I still remember my first bite of Chinese sausage. It was enveloped in a soft and fluffy bun that had been steamed. I had no idea what the sausage and bread combo was called (I would learn many, many years later that it’s called lap cheong bun), but my taste buds did not care. The melted fat from the sausage drizzled down my chin and my mother had to wipe my face clean.
That was decades ago. As an adult, I have enjoyed Chinese sausage and its countless iterations in Taiwan, Vietnam and Thailand, and I am still smitten — more today, in fact, than I was as a child.
What is Chinese sausage?
It’s a term that encompasses an array of sausages from China where they have been made as early as 300-500 A.D. The Cantonese name is lap cheong. Not as well known outside China is a spicy variety from the Sichuan region.
Chinese sausage may be smoked and dried, or fresh. It can be fatty or lean. The variety made with pork and small cubes of fat is the most common but the best I ever tasted was made with duck liver.

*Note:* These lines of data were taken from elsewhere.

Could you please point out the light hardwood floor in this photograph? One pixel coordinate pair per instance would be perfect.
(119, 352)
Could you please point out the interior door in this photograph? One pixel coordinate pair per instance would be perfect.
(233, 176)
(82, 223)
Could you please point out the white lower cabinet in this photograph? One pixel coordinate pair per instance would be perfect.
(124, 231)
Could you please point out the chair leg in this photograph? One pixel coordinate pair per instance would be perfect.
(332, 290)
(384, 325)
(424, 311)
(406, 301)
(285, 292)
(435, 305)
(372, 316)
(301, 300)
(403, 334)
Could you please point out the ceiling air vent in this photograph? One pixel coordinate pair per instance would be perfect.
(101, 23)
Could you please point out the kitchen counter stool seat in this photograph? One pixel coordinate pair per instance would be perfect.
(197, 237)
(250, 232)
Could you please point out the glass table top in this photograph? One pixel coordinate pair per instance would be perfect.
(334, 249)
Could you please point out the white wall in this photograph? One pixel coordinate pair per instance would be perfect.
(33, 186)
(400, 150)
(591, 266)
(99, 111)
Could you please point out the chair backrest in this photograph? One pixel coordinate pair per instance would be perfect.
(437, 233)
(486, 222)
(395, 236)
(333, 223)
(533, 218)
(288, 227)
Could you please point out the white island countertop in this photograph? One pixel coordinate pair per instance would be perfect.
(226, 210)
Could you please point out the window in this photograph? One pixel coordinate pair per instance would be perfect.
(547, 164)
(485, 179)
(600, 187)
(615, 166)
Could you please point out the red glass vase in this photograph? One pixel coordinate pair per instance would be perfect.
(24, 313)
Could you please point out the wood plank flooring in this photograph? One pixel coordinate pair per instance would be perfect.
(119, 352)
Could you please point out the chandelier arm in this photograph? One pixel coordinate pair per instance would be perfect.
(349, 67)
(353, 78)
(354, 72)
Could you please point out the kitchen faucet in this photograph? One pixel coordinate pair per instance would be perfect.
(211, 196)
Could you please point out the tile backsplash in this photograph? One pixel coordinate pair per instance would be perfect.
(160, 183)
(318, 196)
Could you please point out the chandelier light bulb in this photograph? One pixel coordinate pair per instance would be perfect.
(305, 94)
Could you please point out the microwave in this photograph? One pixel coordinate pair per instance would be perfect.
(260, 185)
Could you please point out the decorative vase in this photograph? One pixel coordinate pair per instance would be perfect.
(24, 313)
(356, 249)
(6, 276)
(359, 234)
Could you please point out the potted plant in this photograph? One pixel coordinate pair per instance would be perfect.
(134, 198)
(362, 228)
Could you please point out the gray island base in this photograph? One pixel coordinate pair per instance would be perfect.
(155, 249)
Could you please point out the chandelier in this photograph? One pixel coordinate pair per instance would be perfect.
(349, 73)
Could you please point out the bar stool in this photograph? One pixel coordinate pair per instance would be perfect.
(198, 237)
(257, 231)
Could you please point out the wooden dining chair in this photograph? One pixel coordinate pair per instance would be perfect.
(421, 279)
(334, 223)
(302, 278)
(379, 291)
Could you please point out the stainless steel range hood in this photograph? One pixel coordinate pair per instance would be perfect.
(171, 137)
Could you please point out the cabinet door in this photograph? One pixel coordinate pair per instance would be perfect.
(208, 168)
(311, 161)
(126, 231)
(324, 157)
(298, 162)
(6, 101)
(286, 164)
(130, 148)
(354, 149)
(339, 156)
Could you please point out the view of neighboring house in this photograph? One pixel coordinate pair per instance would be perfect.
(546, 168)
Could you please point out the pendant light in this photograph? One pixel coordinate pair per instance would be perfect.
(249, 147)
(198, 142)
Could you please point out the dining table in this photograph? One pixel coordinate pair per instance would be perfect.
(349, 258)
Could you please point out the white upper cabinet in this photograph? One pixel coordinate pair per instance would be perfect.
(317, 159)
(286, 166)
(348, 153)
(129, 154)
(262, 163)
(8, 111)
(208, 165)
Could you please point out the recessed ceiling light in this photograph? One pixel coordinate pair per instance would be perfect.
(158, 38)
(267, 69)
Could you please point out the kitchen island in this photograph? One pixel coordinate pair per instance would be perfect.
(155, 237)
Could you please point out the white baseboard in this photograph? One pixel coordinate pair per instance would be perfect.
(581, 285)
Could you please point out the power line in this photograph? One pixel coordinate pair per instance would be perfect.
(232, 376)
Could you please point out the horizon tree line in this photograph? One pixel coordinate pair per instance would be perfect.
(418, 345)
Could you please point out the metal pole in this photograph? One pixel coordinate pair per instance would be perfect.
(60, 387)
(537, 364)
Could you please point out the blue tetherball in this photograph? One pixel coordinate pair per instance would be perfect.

What does Chinese sausage taste like?
That really depends on what the ingredients are, and where it originates. But if we’re talking about smoked and dried Chinese pork sausage known as lap cheong, it is, more often than not, a perfect balance of sweet and salty. Hovering in the background are seasonings that traditionally include rice wine and soy sauce.
Tips for buying Chinese sausage
When you go to an Asian grocery to buy Chinese sausage, know that there are many kinds. You’ll find short ones, fat ones, thin ones, and the color can range from chocolate-y to a dull red.
The shape and and color define the variety. The thin dark sausages are likely made with pork or duck liver. The dull red ones with bright white specks are most likely made with pork meat and fat.
It’s not easy to tell just by looking especially when the labels do not include any English language translation. It’s best to ask the shopkeeper to explain the differences between the sausages that are on display so that you can get exactly what you want.
Tips for storing Chinese sausages at home
Dried Chinese sausages are sold in vacuum-sealed packs. Check the expiration date first and know that, unopened, the sausages do not require refrigeration. Once you open the package and you’ve taken the number of sausages you need for a dish, wrap the remaining sausages tightly in cling film and keep in the freezer. Better still, if you own a vacuum sealer, reseal the remaining sausages. They will last longer that way.
How are Chinese sausages cooked?
In, oh, so many ways. As filling for steamed bun, like the way I first experienced it. But the simplest way to cook Chinese sausages is to slice them and drop the slices with uncooked rice in a rice cooker. By the time the rice is done, the sausages will be too. And since the sausages will render fat in the heat, your rice will smell and taste wonderful.
Chinese sausages can be chopped too and included in stir fried dishes. It is one of the traditional ingredients of yang chow fried rice. They may be added to congee as well, mixed or or arranged as topping.